Picture this… a batch of close to 200 cadets of the MCEME(the audience) were seated in the auditorium in the most disciplined format like in all the army set-ups with supreme silence, no phones ringing, no cameras flashing. An obedient audience that was! Considering that there should be some powerful take-away for the group the maestros involved them in sing-along act. The group initially hesitated to croon but this song being a prayer and with utmost simple tunes was too absorbing to not be sung. In just a few moments every voice got alive!

It felt like Ritesh and Rajneesh ji were sitting in the clouds and compelling some mystic showers from another world!


It is since then that this is my favourite Saraswati Vandana…I connect in no time with my deity!

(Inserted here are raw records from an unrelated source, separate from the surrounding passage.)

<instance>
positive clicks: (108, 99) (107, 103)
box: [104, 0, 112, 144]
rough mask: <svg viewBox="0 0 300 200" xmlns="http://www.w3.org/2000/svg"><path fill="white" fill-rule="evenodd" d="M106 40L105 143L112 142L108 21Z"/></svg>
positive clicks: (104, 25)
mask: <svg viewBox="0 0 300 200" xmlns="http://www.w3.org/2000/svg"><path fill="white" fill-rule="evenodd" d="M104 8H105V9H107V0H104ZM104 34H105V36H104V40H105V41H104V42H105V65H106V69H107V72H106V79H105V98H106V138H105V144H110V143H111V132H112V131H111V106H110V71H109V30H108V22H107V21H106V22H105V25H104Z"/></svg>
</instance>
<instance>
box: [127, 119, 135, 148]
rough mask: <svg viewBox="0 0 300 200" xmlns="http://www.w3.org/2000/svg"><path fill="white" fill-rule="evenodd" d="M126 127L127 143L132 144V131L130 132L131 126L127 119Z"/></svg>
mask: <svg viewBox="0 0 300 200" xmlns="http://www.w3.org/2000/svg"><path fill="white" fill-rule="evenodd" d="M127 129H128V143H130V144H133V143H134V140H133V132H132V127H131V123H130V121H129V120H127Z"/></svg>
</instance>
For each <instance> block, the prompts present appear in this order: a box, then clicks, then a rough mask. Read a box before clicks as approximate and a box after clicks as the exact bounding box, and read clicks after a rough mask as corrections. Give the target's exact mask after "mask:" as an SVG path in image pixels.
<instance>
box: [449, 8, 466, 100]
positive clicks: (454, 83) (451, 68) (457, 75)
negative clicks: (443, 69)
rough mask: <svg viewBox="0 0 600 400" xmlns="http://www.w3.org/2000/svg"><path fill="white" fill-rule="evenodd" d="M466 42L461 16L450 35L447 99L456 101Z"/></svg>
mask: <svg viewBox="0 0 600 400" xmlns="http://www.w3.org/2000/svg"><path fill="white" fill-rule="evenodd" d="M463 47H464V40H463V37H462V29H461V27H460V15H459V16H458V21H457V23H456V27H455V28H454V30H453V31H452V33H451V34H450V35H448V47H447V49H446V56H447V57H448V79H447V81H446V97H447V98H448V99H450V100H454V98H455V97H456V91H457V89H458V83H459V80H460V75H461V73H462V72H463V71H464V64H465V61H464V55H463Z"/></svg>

The reasons are many… the tunes of the song, the reigning yet humble voice of the leading singers, the echoes of the chorus by the uniform clad men, the aura of the performance and the extreme positive vibrations…It makes my Saraswati Vandana complete every time I sing this and so is it today as I celebrate Saraswati Pooja and welcome the Basant Panchami with pure bliss!

I think this is how the world gets its regular dosage of peace…through small drops of infinite goodness!
Music rules every heart!

Love.Peace.Music

Niru

Tuesday, December 23, 2014

My Mother's Bindi!

I belong to a family of ever-evolving members. 

A father, who grew up looking at and dealing with tough times, making sense of things through personal experience and respecting the tiniest joys he was able to reap throughout! A mother, who took care of a new family, when she was herself at an age to be taken care of. She would get irritated, confused of situations but surprisingly never stopped doing what she had to. Two siblings, who were bonded over the touchstone of time and the bond continues to grow stronger. A nephew, whose second skin is love and obedience.


All through my life till now, things have changed dramatically, but what refuses to change is the willingness of this family to stay hooked, understand each other and love unconditionally.

And here is a beautiful instance of this superior understanding that I found in my sister, my li'l nephew and myself for our most beloved mother!
After my father left us for his journey to the heavens ten years ago, he didn't just create a void in our hearts, but the social stigma of a widow also fell upon my mother. When he was alive, my mother loved to dress up beautifully. After the weariness of the entire day due to the household chores, she would prim herself up and decorate her forehead with a bright red Bindi, in the evening; I never saw her put a lipstick, so her Bindi and her flaring red Sindoor were the visual delight to my eyes. I always loved women decked up according to their capacity and with Maa being so beautiful, the inclination was so obvious. After Papa left, the whole ritual changed. It ceased. She refused to even see her face in the mirror; she lost weight in enormous amounts. The situation was awful and to get things in control we had to create things like in past, without hurting anyone! I searched for answers in my surroundings, I asked some real close friends whose mothers had the same suffering and the only answer I got was..."It would take time." But it was too tough to take it and then one day I decided, rather dared to ask my mother if she could put a small Bindi on her forehead, as expected she got upset. But we had to make it work, we wanted her to like herself again and after repeat efforts by my sister, nephew and I, we could manage to give my mother a reason to look back into the mirror. She slowly accepted that the Bindi is no taboo and she now adorns herself with it often, though not all the time. 

This for me is a personal achievement. Whenever she goes out I make sure I see her off with a Bindi and she smiles!